Dettes publiques: l'OCDE tire la sonnette d’alarme

Aix-en-Provence — L'Organisation de coopération et de développement économique (OCDE) a mis en garde vendredi contre l’«impact négatif sur l’économie» du haut niveau des dettes publiques, et jugé que celle de la Grèce ne devrait à long terme pas dépasser 35% du produit intérieur brut, au lieu de quelque 180% aujourd’hui.

«En grande partie due à une croissance atone, la dette publique a fortement augmenté durant la récente crise pour atteindre 111% du produit intérieur brut (PIB) en moyenne, dans l’ensemble de l’OCDE, en 2013: le niveau le plus élevé depuis la Seconde Guerre mondiale», a relevé Catherine Mann, chef économiste de l'organisation, en présentant un rapport à l’occasion des Rencontres économiques d’Aix-en-Provence (sud de la France).
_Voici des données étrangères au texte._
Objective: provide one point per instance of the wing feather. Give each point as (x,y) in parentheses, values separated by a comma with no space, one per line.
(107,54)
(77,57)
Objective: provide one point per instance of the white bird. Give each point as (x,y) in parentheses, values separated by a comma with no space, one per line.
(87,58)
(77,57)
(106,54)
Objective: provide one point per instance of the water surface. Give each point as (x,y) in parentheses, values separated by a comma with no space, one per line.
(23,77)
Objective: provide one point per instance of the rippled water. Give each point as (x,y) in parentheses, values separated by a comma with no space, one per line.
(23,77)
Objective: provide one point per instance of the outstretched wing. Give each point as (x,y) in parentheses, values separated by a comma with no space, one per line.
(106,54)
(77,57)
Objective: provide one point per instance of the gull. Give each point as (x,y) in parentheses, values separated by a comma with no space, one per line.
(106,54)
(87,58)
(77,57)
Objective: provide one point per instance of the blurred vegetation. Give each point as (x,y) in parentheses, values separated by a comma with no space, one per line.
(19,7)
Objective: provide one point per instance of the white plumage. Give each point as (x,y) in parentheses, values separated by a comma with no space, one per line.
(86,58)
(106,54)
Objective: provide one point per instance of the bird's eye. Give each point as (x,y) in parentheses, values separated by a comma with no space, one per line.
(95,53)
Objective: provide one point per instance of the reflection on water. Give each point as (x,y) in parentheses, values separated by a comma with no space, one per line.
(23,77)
«Nos travaux montrent que de tels niveaux de dette ont un impact négatif sur l’économie», a-t-elle indiqué, appelant les gouvernements à adopter des «objectifs de dette prudents à moyen terme».

L’OCDE, qui rassemble 34 pays développés, a établi les niveaux de dette publique au-delà desquels les États se trouvent en «zone de danger», et estimé que la zone euro devait être particulièrement prudente.
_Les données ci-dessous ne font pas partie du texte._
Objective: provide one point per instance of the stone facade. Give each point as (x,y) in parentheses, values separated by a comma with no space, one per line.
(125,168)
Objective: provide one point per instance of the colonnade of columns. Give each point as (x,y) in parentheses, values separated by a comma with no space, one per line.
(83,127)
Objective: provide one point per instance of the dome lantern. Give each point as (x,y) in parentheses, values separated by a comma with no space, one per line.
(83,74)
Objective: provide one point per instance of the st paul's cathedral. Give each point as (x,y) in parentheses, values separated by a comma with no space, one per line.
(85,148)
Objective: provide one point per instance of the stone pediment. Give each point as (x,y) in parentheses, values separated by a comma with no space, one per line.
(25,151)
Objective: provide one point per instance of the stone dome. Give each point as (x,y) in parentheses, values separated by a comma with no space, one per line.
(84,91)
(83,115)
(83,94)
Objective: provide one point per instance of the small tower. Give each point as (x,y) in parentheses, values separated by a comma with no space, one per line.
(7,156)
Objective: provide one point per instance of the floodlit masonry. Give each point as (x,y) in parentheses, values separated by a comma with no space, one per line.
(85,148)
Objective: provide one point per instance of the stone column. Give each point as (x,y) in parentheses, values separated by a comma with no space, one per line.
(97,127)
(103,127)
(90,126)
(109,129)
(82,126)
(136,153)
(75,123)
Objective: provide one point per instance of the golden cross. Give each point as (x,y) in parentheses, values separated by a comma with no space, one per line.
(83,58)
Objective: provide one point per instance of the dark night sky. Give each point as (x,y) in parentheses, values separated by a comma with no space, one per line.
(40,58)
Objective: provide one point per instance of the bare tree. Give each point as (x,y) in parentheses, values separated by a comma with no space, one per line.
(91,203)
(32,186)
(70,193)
«Pour les pays avancés de l’OCDE, le seuil de dette [au-delà duquel les effets néfastes pour l’économie apparaissent] se trouve dans un intervalle compris entre 70% et 90% du PIB», tandis que pour ceux de la zone euro, il descend à entre «50% et 70% du PIB», selon l’organisation.


Appel à la prudence
 

Les pays membres de l’union monétaire se doivent d’être plus prudents parce que «contrairement à d’autres, ils ne peuvent utiliser la politique monétaire pour soutenir leur propre croissance», explique Mme Mann à l’AFP, en rappelant toutefois que ces pourcentages sont des niveaux recommandés à long terme.

Les traités européens interdisent en théorie des niveaux de dette de plus de 60% du PIB, mais ce critère est très peu respecté.

 

L’OCDE met à part le cas de certains pays européens particulièrement fragiles, ainsi la Grèce et l’Irlande où le «niveau prudent d’endettement» s’établit selon elle à 35% du PIB. Or, la dette grecque atteint environ 180% aujourd’hui.

Cette publication a une résonance particulière alors que l’Europe attend avec fébrilité les résultats d’un référendum dimanche en Grèce sur les objectifs de rigueur budgétaire fixés au pays par ses créanciers.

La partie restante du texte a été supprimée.